By Andre Haralyi M.A, C-IAYT
The gunas are commonly translated as “qualities” or “constituents” referring to the triad of primary qualities (sattva, rajas and tamas) thought to be the principal building blocks of the cosmos or material world (prakrti) according to Yoga and Sāṃkhya traditions. The three gunas have been widely adopted by many Eastern philosophies for categorizing psychological behaviors as well as natural phenomena.
1. Sattva is the quality of harmony, plenitude, clarity, light, easiness, purity, positiveness, peacefulness, and virtue. This quality is directly related with the idea of “balance” and consequently to the modern concept of “homeostasis.”*
2. Rajas is the quality of passion, activity, restlessness, aggression, self-centeredness, drive, movement and dynamism.
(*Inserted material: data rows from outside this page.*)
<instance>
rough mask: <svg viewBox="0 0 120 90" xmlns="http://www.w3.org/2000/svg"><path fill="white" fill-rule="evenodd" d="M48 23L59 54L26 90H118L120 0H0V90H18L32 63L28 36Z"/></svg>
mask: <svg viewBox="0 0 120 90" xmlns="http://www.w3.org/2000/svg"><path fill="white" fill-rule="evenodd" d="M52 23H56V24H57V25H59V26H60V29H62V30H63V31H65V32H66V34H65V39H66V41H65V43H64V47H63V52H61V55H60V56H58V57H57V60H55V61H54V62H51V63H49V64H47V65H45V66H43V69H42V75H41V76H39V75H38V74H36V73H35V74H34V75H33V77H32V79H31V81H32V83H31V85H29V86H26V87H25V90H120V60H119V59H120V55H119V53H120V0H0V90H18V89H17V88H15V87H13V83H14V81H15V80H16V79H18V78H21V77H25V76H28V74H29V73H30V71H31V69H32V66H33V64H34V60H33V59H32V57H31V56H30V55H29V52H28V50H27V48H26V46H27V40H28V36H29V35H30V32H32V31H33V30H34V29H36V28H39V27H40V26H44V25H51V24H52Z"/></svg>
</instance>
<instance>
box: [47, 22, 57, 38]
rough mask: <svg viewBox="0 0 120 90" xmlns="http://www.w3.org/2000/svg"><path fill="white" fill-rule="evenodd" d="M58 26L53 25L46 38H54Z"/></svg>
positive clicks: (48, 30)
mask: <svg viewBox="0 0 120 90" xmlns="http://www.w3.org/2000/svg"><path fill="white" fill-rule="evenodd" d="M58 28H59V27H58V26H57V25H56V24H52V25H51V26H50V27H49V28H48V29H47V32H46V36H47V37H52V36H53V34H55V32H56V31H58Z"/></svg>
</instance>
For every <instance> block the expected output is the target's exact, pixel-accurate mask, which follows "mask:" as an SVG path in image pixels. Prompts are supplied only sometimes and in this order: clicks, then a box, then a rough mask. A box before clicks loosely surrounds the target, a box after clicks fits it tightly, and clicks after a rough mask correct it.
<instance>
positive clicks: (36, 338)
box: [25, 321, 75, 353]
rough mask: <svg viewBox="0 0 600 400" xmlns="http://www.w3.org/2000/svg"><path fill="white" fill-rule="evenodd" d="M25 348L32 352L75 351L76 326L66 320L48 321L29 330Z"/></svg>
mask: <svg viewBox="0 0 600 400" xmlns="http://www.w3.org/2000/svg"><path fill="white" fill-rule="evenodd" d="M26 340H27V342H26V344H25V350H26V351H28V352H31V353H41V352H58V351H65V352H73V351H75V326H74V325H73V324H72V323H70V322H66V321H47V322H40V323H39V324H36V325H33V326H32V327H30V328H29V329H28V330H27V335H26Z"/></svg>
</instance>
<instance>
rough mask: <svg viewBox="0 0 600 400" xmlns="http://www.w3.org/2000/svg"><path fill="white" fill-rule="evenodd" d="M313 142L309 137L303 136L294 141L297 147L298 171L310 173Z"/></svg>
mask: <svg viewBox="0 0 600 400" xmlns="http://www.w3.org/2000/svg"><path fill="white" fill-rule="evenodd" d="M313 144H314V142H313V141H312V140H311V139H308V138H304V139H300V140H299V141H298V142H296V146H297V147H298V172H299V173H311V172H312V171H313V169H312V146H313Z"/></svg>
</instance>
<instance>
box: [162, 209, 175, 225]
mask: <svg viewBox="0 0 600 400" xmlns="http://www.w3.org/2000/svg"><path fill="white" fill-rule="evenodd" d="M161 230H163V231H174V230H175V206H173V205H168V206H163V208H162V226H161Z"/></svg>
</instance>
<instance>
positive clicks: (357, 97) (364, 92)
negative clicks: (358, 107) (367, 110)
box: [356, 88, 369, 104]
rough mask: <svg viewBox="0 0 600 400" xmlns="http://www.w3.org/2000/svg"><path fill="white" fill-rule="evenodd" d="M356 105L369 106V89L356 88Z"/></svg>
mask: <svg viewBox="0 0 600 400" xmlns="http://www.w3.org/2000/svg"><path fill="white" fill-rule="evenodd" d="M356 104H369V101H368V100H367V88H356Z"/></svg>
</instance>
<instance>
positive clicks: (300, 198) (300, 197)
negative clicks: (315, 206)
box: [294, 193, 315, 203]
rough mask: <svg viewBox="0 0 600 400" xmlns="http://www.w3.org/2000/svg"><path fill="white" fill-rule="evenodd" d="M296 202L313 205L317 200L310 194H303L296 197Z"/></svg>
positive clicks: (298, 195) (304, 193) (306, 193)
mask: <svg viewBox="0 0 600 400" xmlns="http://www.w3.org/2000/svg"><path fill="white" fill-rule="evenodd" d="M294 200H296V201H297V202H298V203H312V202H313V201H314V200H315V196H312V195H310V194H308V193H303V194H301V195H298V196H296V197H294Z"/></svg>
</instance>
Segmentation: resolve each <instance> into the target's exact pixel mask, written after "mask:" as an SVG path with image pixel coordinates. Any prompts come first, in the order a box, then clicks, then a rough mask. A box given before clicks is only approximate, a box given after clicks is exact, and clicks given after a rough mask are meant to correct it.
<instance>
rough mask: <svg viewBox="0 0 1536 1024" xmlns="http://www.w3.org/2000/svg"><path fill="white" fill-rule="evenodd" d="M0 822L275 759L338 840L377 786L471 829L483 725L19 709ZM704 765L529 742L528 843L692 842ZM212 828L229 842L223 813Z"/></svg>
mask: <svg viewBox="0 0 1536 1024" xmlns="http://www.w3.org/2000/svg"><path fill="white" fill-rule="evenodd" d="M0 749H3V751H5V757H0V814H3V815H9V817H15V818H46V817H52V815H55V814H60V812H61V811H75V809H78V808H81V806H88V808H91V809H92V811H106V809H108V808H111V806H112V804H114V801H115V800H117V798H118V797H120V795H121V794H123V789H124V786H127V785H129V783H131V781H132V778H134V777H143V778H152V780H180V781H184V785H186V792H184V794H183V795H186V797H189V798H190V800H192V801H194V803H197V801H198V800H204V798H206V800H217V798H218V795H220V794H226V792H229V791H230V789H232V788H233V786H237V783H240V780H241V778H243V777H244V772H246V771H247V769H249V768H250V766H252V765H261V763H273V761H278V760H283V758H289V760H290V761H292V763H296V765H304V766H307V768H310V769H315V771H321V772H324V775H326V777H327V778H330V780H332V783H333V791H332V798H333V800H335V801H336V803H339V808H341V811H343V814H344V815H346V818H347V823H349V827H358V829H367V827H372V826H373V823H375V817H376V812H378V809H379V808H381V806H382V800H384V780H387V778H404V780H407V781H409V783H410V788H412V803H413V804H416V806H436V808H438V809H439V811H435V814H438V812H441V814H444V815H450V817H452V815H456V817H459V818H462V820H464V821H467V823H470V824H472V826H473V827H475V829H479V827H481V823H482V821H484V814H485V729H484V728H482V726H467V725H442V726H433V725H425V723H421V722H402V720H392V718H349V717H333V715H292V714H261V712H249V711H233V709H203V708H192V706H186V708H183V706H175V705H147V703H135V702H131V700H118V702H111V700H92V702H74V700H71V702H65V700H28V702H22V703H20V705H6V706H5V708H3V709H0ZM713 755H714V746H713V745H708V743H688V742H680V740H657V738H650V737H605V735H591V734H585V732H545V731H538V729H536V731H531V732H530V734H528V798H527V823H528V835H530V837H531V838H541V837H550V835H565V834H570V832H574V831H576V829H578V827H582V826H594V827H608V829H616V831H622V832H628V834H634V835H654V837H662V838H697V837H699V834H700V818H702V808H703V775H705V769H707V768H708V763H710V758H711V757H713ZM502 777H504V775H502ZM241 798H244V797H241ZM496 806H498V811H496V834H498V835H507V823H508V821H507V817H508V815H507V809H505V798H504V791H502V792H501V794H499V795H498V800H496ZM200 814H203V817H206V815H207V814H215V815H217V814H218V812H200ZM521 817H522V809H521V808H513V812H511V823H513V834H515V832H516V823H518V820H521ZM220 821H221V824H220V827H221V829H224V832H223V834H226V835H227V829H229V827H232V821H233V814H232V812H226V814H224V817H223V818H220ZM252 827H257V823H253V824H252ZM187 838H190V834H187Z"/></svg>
This quality is directly related to the idea of “excess.”
3. Tamas is the quality of apathy, inertia, lethargy, vicious, ignorance, disorder, chaos, impurity, denseness, heaviness, resistance, darkness and delusion. This quality is directly related to the idea of “deficiency.”
According to the Yoga tradition, the cosmos is considered to be inherently in motion and this dynamic is due to the complex interplay of these three types of primary constituents. All three qualities are considered to exist simultaneously in every physical, biological, or psycho-mental phenomenon in unequal proportions. The balance of the gunas is constantly changing as they combine and recombine themselves in increasingly complex patterns to produce everything that exists in the universe.
- *Homeostasis is the property of a system in which variables are regulated so that internal conditions remain stable and relatively constant in response to internal and external changes.